Stanford Algorithms Design and Analysis Part 2 week 2

分享一下我老师大神的人工智能教程!零基础,通俗易懂!http://blog.csdn.net/jiangjunshow

也欢迎大家转载本篇文章。分享知识,造福人民,实现我们中华民族伟大复兴!

               

Problem Set-2




Programming Assignment-2

Question 1

In this programming problem and the next you'll code up the clustering algorithm from lecture for computing a max-spacing -clustering. Download the text file here. This file describes a distance function (equivalently, a complete graph with edge costs). It has the following format:

[number_of_nodes]
[edge 1 node 1] [edge 1 node 2] [edge 1 cost]
[edge 2 node 1] [edge 2 node 2] [edge 2 cost]
...
There is one edge  for each choice of , where  is the number of nodes. For example, the third line of the file is "1 3 5250", indicating that the distance between nodes 1 and 3 (equivalently, the cost of the edge (1,3)) is 5250. You can assume that distances are positive, but you should NOT assume that they are distinct.
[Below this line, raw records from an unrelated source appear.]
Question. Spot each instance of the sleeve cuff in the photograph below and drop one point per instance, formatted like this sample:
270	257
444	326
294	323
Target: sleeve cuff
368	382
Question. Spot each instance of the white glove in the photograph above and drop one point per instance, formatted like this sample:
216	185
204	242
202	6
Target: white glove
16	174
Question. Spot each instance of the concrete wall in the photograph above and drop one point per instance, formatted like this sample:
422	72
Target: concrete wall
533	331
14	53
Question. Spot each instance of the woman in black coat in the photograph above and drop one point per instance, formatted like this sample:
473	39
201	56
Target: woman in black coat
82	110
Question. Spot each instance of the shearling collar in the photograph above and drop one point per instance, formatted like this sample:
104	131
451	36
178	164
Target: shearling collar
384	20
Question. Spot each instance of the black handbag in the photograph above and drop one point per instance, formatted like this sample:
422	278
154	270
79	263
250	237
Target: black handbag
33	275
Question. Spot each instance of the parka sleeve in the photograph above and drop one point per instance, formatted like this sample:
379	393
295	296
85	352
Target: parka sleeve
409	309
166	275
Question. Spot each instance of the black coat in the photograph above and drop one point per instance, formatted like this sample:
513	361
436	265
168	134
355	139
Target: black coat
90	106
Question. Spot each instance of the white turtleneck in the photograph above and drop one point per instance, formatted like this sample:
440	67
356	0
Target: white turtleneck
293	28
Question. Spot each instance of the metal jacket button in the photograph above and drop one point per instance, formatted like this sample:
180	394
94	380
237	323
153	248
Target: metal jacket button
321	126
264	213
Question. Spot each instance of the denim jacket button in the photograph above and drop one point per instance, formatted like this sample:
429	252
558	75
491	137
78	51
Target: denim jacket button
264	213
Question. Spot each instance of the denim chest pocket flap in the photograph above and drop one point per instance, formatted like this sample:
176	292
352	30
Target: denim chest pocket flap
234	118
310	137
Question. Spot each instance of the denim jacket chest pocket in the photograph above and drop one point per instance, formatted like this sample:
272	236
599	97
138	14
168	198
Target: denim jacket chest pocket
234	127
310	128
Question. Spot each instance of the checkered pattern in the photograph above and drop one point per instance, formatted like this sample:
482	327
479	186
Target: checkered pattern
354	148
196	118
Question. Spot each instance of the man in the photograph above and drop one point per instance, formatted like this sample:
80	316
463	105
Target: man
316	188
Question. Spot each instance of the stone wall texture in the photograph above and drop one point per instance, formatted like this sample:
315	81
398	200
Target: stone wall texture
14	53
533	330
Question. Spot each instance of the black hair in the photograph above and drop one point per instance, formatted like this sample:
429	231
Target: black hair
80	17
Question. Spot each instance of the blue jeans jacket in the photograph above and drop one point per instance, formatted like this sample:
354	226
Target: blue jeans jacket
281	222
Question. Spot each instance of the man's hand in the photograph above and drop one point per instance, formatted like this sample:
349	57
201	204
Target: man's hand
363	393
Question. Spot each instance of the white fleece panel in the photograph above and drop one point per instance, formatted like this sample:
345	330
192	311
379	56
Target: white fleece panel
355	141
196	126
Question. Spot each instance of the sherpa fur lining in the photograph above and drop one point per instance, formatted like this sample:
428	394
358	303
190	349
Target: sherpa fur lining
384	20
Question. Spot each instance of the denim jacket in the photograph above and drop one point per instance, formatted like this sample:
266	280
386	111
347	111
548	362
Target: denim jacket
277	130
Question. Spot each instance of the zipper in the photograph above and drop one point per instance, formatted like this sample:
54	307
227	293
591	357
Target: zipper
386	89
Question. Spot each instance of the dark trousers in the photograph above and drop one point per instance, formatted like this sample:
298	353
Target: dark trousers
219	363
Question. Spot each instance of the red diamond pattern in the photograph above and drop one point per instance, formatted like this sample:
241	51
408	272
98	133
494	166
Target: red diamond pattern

Your task in this problem is to run the clustering algorithm from lecture on this data set, where the target number  of clusters is set to 4. What is the maximum spacing of a 4-clustering?

ADVICE: If you're not getting the correct answer, try debugging your algorithm using some small test cases. And then post them to the discussion forum!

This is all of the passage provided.